There is no perfect equality, just as there is no perfect justice or perfect marriage or perfect city. And you can’t build a worldview around it alone. But it’s an important aspiration to have, because feudal societies conflict with a core sense of what’s fair, and without a commitment to some form of equality, it’s unclear what there is to criticize about libertarian feudalism. The impulse that leads us to value political equality, which even the Ayn Rand acolytes share, is noble, but once we recognize that there’s no obvious dividing line between politics and life, equality has to become a value in all spheres. If we believe in one-person, one-vote in government, we should believe in it in the workplace and social relations, too. That doesn’t involve flattening all of our differences. But it does involve rejecting theories that justify the concentration of power in the hands of a tiny number of people, and ensuring that societies aren’t just “better than a series of horrible alternatives” but are actually places where everybody is prosperous, free, and equal.
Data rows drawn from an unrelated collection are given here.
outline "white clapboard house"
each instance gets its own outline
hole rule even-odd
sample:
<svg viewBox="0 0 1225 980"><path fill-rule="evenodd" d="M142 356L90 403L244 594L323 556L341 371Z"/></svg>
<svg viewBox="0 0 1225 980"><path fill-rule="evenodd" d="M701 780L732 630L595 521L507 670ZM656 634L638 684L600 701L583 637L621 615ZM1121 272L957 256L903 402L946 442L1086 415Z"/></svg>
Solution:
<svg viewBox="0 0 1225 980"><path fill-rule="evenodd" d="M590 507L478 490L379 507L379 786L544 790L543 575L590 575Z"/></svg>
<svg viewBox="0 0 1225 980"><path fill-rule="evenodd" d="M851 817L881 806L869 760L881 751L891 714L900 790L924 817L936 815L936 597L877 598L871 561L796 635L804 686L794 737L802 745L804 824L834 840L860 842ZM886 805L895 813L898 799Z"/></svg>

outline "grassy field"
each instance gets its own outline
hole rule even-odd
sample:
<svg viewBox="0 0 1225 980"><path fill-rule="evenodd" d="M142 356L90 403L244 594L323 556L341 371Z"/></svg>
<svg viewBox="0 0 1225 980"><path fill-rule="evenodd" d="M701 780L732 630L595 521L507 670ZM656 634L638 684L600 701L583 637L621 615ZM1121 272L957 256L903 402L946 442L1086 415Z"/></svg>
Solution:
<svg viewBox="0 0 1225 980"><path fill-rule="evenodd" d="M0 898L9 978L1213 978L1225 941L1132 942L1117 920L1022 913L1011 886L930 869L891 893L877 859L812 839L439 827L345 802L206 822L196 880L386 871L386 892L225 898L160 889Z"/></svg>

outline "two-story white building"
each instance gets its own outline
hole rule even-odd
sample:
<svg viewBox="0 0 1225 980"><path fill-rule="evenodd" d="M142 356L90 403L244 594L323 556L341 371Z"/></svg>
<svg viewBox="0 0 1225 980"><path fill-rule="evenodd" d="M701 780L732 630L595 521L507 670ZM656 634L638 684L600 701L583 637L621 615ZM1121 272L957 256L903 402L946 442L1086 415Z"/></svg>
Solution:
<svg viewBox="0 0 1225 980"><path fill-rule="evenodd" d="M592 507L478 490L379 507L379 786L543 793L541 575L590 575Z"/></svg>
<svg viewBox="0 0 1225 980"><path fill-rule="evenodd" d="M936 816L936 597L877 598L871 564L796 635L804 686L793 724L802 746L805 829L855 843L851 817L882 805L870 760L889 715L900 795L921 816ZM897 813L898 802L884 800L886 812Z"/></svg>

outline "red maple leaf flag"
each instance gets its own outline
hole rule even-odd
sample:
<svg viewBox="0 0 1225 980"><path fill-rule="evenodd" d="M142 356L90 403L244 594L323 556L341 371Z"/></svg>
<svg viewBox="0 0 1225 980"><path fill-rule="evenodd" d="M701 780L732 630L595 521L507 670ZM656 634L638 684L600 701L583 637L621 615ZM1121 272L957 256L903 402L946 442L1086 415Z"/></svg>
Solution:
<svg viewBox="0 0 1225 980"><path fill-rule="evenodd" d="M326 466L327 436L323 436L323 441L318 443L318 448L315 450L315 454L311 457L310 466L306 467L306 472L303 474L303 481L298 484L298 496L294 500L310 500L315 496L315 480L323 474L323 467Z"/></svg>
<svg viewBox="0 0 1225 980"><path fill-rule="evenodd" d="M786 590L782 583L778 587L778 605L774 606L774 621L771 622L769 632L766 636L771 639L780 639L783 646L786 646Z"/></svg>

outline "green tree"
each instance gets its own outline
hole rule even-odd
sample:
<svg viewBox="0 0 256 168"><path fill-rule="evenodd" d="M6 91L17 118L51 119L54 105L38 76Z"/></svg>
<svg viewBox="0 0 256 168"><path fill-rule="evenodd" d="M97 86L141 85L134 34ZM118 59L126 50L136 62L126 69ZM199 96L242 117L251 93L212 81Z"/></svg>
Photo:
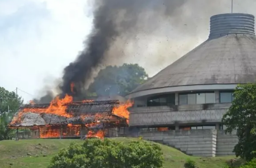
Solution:
<svg viewBox="0 0 256 168"><path fill-rule="evenodd" d="M109 66L100 71L89 91L98 95L124 96L142 84L148 75L138 64Z"/></svg>
<svg viewBox="0 0 256 168"><path fill-rule="evenodd" d="M14 130L8 125L23 103L21 97L14 92L0 87L0 140L9 139L13 136Z"/></svg>
<svg viewBox="0 0 256 168"><path fill-rule="evenodd" d="M234 149L237 157L250 160L256 156L256 84L240 85L234 100L222 119L226 133L237 130L238 143Z"/></svg>
<svg viewBox="0 0 256 168"><path fill-rule="evenodd" d="M128 144L105 139L72 143L51 159L48 168L158 168L163 163L160 147L140 140Z"/></svg>

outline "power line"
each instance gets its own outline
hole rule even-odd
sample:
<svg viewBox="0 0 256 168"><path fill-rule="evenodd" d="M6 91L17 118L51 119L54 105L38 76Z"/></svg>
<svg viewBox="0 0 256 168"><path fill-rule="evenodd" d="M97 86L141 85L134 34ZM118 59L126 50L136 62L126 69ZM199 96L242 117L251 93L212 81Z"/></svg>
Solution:
<svg viewBox="0 0 256 168"><path fill-rule="evenodd" d="M21 91L21 92L23 92L24 93L26 93L26 94L28 94L28 95L31 95L31 96L34 96L34 95L33 95L33 94L30 94L30 93L29 93L27 92L26 92L24 91L24 90L22 90L21 89L20 89L20 88L17 88L17 89L18 89L18 90L19 90L19 91ZM16 89L15 89L15 90L16 90Z"/></svg>

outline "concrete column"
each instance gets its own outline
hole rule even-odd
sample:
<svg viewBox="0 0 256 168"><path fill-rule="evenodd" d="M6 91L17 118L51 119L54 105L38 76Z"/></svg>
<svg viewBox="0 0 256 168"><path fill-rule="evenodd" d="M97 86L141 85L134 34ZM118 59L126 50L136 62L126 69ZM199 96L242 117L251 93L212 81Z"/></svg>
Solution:
<svg viewBox="0 0 256 168"><path fill-rule="evenodd" d="M175 130L178 130L179 129L179 125L178 124L175 125Z"/></svg>
<svg viewBox="0 0 256 168"><path fill-rule="evenodd" d="M215 90L215 103L220 103L220 91Z"/></svg>
<svg viewBox="0 0 256 168"><path fill-rule="evenodd" d="M179 105L179 93L175 93L175 105Z"/></svg>
<svg viewBox="0 0 256 168"><path fill-rule="evenodd" d="M216 129L217 130L220 130L220 125L219 123L217 123L216 124L216 125L215 125L216 127Z"/></svg>

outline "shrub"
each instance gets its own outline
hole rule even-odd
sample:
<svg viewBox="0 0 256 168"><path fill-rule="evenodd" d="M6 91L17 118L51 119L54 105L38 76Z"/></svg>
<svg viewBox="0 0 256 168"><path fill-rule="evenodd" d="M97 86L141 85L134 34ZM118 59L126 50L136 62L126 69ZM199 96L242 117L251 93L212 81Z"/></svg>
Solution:
<svg viewBox="0 0 256 168"><path fill-rule="evenodd" d="M240 167L239 168L256 168L256 158L253 159L250 161L246 163L245 165Z"/></svg>
<svg viewBox="0 0 256 168"><path fill-rule="evenodd" d="M185 168L196 168L196 164L195 161L188 159L184 164L184 167Z"/></svg>
<svg viewBox="0 0 256 168"><path fill-rule="evenodd" d="M144 141L128 143L105 139L72 143L51 160L48 168L159 168L163 161L158 145Z"/></svg>

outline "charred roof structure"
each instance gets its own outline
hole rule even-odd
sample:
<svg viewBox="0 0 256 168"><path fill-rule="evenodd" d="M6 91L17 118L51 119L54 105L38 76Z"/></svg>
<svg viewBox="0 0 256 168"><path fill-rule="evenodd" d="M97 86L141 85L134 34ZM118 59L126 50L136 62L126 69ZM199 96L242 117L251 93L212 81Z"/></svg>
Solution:
<svg viewBox="0 0 256 168"><path fill-rule="evenodd" d="M221 143L231 143L235 139L222 132L225 126L221 120L231 105L237 85L255 81L255 17L244 13L214 15L210 29L205 41L127 96L134 101L130 126L139 128L142 136L153 140L167 140L171 136L186 134L187 139L182 140L187 146L182 148L180 143L179 148L192 155L233 154L236 143L228 144L228 147ZM215 139L207 149L200 150L203 148L198 142L200 138L206 136L208 131L202 130L208 129L215 130L214 133L209 131L208 138L217 137L217 147L212 145L216 144ZM165 134L157 131L167 129L175 130ZM189 139L191 135L196 139ZM226 139L218 140L221 137ZM193 140L198 148L189 148ZM175 141L165 142L177 145Z"/></svg>
<svg viewBox="0 0 256 168"><path fill-rule="evenodd" d="M10 126L15 127L68 124L86 125L96 123L123 122L126 119L112 113L113 108L117 107L119 104L119 102L117 100L67 103L63 106L67 107L65 111L67 115L70 115L68 117L57 113L55 114L54 112L51 113L44 112L44 109L46 111L50 104L26 104L20 107L14 118L16 120L11 122ZM20 118L16 119L19 118Z"/></svg>
<svg viewBox="0 0 256 168"><path fill-rule="evenodd" d="M21 107L9 124L17 128L16 139L82 138L85 135L101 138L117 136L120 128L128 126L129 119L118 115L122 112L119 108L126 109L119 100L73 102L71 99L65 103L64 99ZM30 131L19 132L19 128Z"/></svg>

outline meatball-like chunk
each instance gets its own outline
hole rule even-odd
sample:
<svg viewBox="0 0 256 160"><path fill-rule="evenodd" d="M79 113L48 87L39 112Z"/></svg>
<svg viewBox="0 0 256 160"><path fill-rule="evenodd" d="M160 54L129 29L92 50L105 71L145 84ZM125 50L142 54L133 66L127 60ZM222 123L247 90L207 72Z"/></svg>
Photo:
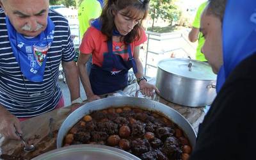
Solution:
<svg viewBox="0 0 256 160"><path fill-rule="evenodd" d="M111 121L99 122L96 130L100 132L106 132L108 134L116 134L118 131L118 125Z"/></svg>
<svg viewBox="0 0 256 160"><path fill-rule="evenodd" d="M123 125L119 129L118 133L122 138L128 138L131 134L130 128L127 125Z"/></svg>
<svg viewBox="0 0 256 160"><path fill-rule="evenodd" d="M148 118L148 115L144 113L137 113L134 115L135 119L142 121L147 122Z"/></svg>
<svg viewBox="0 0 256 160"><path fill-rule="evenodd" d="M136 138L132 141L131 149L136 156L140 156L141 154L149 151L150 144L147 140Z"/></svg>
<svg viewBox="0 0 256 160"><path fill-rule="evenodd" d="M118 114L116 113L108 113L107 114L107 118L111 120L115 120L118 116Z"/></svg>
<svg viewBox="0 0 256 160"><path fill-rule="evenodd" d="M116 119L113 120L113 122L117 124L119 127L121 127L123 125L128 125L129 121L124 117L118 116Z"/></svg>
<svg viewBox="0 0 256 160"><path fill-rule="evenodd" d="M119 144L120 138L118 135L111 135L108 138L108 145L110 146L115 146Z"/></svg>
<svg viewBox="0 0 256 160"><path fill-rule="evenodd" d="M79 132L74 134L74 140L83 143L88 143L90 138L91 135L90 132Z"/></svg>
<svg viewBox="0 0 256 160"><path fill-rule="evenodd" d="M92 132L91 136L92 141L105 141L108 137L108 134L102 132Z"/></svg>
<svg viewBox="0 0 256 160"><path fill-rule="evenodd" d="M178 140L175 137L168 137L164 142L163 152L174 159L181 159L182 151L180 150Z"/></svg>
<svg viewBox="0 0 256 160"><path fill-rule="evenodd" d="M169 127L160 127L156 129L156 135L163 140L168 136L173 136L174 130Z"/></svg>
<svg viewBox="0 0 256 160"><path fill-rule="evenodd" d="M148 132L154 132L155 131L156 127L157 127L157 125L156 125L154 124L153 124L152 122L148 122L148 123L146 124L146 127L145 127L145 129Z"/></svg>
<svg viewBox="0 0 256 160"><path fill-rule="evenodd" d="M141 154L141 156L140 156L140 157L143 160L156 159L157 157L157 154L156 152L150 150L148 152Z"/></svg>
<svg viewBox="0 0 256 160"><path fill-rule="evenodd" d="M157 148L163 145L163 142L161 140L155 138L152 141L150 141L150 144L152 148Z"/></svg>
<svg viewBox="0 0 256 160"><path fill-rule="evenodd" d="M131 147L130 142L126 139L122 139L119 141L119 147L123 150L129 150Z"/></svg>
<svg viewBox="0 0 256 160"><path fill-rule="evenodd" d="M91 116L93 118L93 119L96 120L99 120L107 118L106 113L104 113L104 111L93 112L91 114Z"/></svg>
<svg viewBox="0 0 256 160"><path fill-rule="evenodd" d="M140 122L131 124L132 136L140 136L145 133L145 125Z"/></svg>
<svg viewBox="0 0 256 160"><path fill-rule="evenodd" d="M126 111L124 108L123 112L119 113L119 115L125 118L129 118L133 116L134 115L134 113L132 111Z"/></svg>

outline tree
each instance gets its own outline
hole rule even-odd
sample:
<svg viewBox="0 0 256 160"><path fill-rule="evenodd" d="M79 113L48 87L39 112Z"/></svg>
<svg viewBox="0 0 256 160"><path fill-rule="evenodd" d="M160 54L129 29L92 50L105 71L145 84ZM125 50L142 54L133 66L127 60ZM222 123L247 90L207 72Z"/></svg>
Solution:
<svg viewBox="0 0 256 160"><path fill-rule="evenodd" d="M173 0L151 0L149 13L153 20L152 29L155 20L157 19L170 20L170 24L172 25L173 21L178 20L180 17L180 12L179 11Z"/></svg>
<svg viewBox="0 0 256 160"><path fill-rule="evenodd" d="M76 6L76 0L50 0L51 5L60 5L61 4L67 7Z"/></svg>

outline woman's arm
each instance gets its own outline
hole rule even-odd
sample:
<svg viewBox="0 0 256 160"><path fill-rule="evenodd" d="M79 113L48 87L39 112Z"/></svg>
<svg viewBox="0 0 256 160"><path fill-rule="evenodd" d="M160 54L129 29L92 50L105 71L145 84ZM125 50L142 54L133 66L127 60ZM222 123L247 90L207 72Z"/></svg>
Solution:
<svg viewBox="0 0 256 160"><path fill-rule="evenodd" d="M90 56L90 54L83 54L80 52L79 58L77 61L78 71L79 73L80 79L82 81L83 86L89 102L100 99L98 95L93 93L93 92L92 90L91 83L90 83L89 76L86 70L86 64Z"/></svg>
<svg viewBox="0 0 256 160"><path fill-rule="evenodd" d="M137 65L138 72L135 74L135 76L138 79L143 76L143 67L142 66L141 61L140 60L140 46L136 46L134 47L133 58L134 59ZM148 83L145 79L140 81L139 86L140 89L141 90L142 93L147 95L147 96L153 96L154 90L158 93L159 92L157 88L156 88L154 85Z"/></svg>

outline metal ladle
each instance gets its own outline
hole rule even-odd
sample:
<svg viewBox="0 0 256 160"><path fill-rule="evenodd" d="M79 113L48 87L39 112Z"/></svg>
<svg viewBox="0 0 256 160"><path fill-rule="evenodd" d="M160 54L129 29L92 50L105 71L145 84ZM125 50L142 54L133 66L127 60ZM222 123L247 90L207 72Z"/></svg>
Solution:
<svg viewBox="0 0 256 160"><path fill-rule="evenodd" d="M16 134L20 137L21 141L24 145L24 147L23 148L24 151L26 152L33 152L36 149L36 147L33 145L29 145L28 144L25 140L24 140L22 135L18 132L16 132Z"/></svg>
*Pinker does believe societies have greater potential because he wants the statistical arrows to keep going up; he insists he is not a Dr. Pangloss because he doesn’t believe we live in the best of all possible worlds. But what he does appear to believe is that we live in nearly the best possible world we could have made by now. We can see this in the way he discusses historical injustices: “One can imagine an alternative history of the Industrial Revolution,” he says, in which “modern sensibilities applied earlier and the factories operated without children and with better working conditions” but we should still celebrate the good parts of the Industrial Revolution. Note the way this description implies that the Industrial Revolution’s cruelties were pretty much unavoidable: perhaps they could have been avoided, but it would have taken “modern sensibilities,” which by definition they didn’t have. The problem here is that over the centuries, there have been people with these sensibilities, who have spent their lives trying to make the world less cruel, and trying to get people to be outraged by injustice. And those people have always been opposed by those, like Pinker, who suggest the dominant attitude should be one of gratitude and caution. The best counterargument to “Enlightenment Now” is Martin Luther King’s “Letter From Birmingham Jail,” which scathingly criticizes the white moderates who insisted they believed in progress but always insisted that it needed to be incremental.